20 September 2024, 05:36:47

On Fri, 20 Sept 2024 at 04:47, Andrei Lepikhov <lepihov@gmail.com> wrote:
> Excuse me if I made noise in vain. After discovering the limits of the
> Memoize node, I realized that volatile functions are allowed under the
> Memoize. Example:

I don't think we're particularly consistent about the number of
evaluations of volatile functions in general.

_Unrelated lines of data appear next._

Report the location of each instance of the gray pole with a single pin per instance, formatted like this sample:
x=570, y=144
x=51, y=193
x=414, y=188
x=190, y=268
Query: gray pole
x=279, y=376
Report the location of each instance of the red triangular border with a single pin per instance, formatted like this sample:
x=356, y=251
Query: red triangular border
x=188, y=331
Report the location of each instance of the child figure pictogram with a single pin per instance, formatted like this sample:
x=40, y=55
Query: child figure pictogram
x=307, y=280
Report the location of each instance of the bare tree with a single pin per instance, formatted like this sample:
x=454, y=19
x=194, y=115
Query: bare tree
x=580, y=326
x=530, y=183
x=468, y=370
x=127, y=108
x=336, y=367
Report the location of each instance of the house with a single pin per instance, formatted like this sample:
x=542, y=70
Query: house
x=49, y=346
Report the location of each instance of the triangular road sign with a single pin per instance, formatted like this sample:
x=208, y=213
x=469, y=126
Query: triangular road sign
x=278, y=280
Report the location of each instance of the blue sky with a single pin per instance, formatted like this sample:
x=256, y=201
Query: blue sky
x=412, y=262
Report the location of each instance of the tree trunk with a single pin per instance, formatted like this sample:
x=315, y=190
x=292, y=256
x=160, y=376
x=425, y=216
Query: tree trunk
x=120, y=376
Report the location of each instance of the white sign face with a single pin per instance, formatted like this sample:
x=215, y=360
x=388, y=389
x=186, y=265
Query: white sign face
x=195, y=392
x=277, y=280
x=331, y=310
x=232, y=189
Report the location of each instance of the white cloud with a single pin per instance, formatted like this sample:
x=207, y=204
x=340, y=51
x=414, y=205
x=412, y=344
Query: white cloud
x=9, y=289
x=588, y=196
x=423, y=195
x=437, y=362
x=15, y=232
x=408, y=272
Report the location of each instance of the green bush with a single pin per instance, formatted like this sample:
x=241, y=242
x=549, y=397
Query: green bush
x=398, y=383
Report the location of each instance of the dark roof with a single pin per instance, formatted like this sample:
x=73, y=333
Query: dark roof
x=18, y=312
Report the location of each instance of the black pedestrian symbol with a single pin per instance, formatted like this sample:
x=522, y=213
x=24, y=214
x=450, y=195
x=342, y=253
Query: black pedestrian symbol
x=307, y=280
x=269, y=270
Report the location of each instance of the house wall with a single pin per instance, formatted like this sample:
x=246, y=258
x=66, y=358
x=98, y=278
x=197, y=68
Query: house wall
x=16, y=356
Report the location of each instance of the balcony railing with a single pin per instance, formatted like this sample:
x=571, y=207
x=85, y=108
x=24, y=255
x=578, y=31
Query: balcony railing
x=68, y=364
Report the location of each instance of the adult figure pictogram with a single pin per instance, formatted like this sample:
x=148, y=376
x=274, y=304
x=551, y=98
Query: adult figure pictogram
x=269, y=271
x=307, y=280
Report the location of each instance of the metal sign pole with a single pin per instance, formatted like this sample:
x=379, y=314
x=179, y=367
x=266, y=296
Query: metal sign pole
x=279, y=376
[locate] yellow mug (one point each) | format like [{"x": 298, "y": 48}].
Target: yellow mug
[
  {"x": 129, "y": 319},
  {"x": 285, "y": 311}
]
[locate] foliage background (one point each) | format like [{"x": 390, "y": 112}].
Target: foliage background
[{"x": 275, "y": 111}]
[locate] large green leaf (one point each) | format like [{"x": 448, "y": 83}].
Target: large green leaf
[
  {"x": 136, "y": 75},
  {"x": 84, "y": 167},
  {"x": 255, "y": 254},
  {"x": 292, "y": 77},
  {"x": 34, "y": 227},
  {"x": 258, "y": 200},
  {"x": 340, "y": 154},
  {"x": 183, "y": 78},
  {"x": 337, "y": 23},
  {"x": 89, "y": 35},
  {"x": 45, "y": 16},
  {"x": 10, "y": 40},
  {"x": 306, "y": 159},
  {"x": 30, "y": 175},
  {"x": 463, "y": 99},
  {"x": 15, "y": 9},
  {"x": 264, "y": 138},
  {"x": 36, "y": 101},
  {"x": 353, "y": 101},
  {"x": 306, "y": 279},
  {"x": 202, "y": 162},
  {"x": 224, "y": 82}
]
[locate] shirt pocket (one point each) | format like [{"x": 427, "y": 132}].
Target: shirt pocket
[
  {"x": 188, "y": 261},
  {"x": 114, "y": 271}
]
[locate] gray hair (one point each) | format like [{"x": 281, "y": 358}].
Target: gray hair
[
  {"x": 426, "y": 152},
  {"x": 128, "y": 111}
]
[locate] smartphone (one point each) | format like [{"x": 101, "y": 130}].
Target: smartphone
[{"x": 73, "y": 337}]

Here's something crafted up without Memoize:

create function volatilefunc(p int) returns int as $$
begin
raise notice '%', p;
return p;
end;
$$ language plpgsql volatile;

explain analyze select * from (values(1),(2)) t1(v) where t1.v
in(select t2.v from (values(1),(2)) t2(v) inner join (values(1),(2))
t3(v) on t2.v = volatilefunc(t3.v));

Normally:
NOTICE:  1
NOTICE:  2
NOTICE:  1
NOTICE:  2

But:
set enable_hashagg = 0;
set enable_hashjoin = 0;
set enable_material = 0;
set enable_sort = 0;

gives:
NOTICE:  1
NOTICE:  1
NOTICE:  2
NOTICE:  1
NOTICE:  2

I'm not sure if it's a good idea to penalise your case when we're not
all that consistent to start with.  Is this causing some sort of
breakage?

David

Re: Volatile functions under Memoize node

From

Andrei Lepikhov

Date:

20 September 2024, 06:25:49

On 20/9/2024 04:36, David Rowley wrote:
> On Fri, 20 Sept 2024 at 04:47, Andrei Lepikhov <lepihov@gmail.com> wrote:
>> Excuse me if I made noise in vain. After discovering the limits of the
>> Memoize node, I realized that volatile functions are allowed under the
>> Memoize.
> I'm not sure if it's a good idea to penalise your case when we're not
> all that consistent to start with.  Is this causing some sort of
> breakage?
As I've said before, I just discovered the feature's limits and realised 
that I don't actually understand the idea of volatility checking: even 
in the get_memoize_path, we spend cycles checking the target list and 
base restrictions for such functions. Is it necessary there?

-- 
regards, Andrei Lepikhov

Re: Volatile functions under Memoize node

From

Andrei Lepikhov

Date:

20 September 2024, 11:46:03

On 20/9/2024 04:36, David Rowley wrote:
> On Fri, 20 Sept 2024 at 04:47, Andrei Lepikhov <lepihov@gmail.com> wrote:
> I'm not sure if it's a good idea to penalise your case when we're not
> all that consistent to start with.  Is this causing some sort of
> breakage?
I skimmed the code entries with such checks and found out that the 
initial reason was to avoid index scans, with a reason that such a 
routine should be applied to each tuple of the table.
The second reason - to postpone expression evaluation (9118d03) - is 
also reasonable for me. It was introduced to be consistent with the 
clause's syntactical level in the SQL.
It seems to follow the same idea as disabling subquery pull-ups: to 
avoid multiple evaluations and change the syntactical level.
At the same time, Material doesn't care about volatility. So, what was 
the idea behind the commit 990c365 you added?

-- 
regards, Andrei Lepikhov

Re: Volatile functions under Memoize node

From

David Rowley

Date:

20 September 2024, 13:42:27

On Fri, 20 Sept 2024 at 20:46, Andrei Lepikhov <lepihov@gmail.com> wrote:
> I skimmed the code entries with such checks and found out that the
> initial reason was to avoid index scans, with a reason that such a
> routine should be applied to each tuple of the table.
> The second reason - to postpone expression evaluation (9118d03) - is
> also reasonable for me. It was introduced to be consistent with the
> clause's syntactical level in the SQL.
> It seems to follow the same idea as disabling subquery pull-ups: to
> avoid multiple evaluations and change the syntactical level.
> At the same time, Material doesn't care about volatility. So, what was
> the idea behind the commit 990c365 you added?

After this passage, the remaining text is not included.